I grew up used to seeing dark circles under my mother’s eyes. Those three jobs she worked to afford this house, to pay for my travel baseball league in high school, and eventually my college education—none of it allowed for a full night’s rest. But now … now her tired eyes are heavier, pained. When she looks at me, with her deep-set gaze and those blue-gray eyes still soft with warmth and affection, I have to look away sometimes.
It’s too much.
And I hate myself for it.
“It’s food, Mom. I got all your favorites. How are you feeling today? Old Man John said he brought you some peach pie.”
She nods, surveying the bags of groceries like she does each week I bring them. We both know she won’t eat it all, but she gives me this. Pretending to show interest, still protecting my feelings, as mothers do.
Her nose scrunches when she digs through a bag and spots some cabbage, the action shifting the oxygen tubing in her nose. The thin, clear plastic encircles her ears, looping beneath her chin before splitting into two prongs that rest just inside her nostrils.
The portable tank, which she keeps by her side at all times now, is new in the last several months. She’d made it so long after her diagnosis without it she refused at first. Not wanting to wheel around the tank that emits a faint rhythmic hiss with each inhalation. She’d told the doctor to go screw himself. However, her weakened lungs knew she needed it, and she finally relented. Since then, her energy and stamina to walk longer distances has improved, and I’ve noticed it’s helped her dizzy spells and headaches.
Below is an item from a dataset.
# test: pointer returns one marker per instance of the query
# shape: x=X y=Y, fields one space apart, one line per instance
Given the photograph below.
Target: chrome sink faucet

“Yep. Saved you a large piece of pie over there.” She points a wrinkled finger toward the microwave.
Most sugary, greasy, carb-loaded food doesn’t make it into my diet, so I give her a look—curious, and waiting for something sarcastic to follow. “Thanks. That’s awfully nice of you to … share.” I eyeball the pie all there, minus a forkful. Large piece, huh? “I’m going to put these away and I’ll come join you in the living room. Can I get you anything?”
“I’m not dead yet, Noah. I’m perfectly capable of getting my own shit.” She bats a hand through the air, and I chuckle, grinning at her.
Instead of commenting, I rustle through the groceries and fill the fridge while she shuffles toward where she spends most of her time. It’s then I notice more new patches of missing hair.
Chemotherapy treatments have taken their toll. Her once voluminous, warm brown hair now sits thinner and streaked with gray. She had it cut short, a pixie cut she called it, when she first began her treatments, and she’s lost half of it. Whatever hair left is limp and brittle, but she tucks it behind her ears anyway.
I listen to the news she’s clicked on, putting away the groceries and doing the dishes in the sink. There’s no dishwasher, and though the nurse who stops in to care for her most days does them for me, it’s not her job.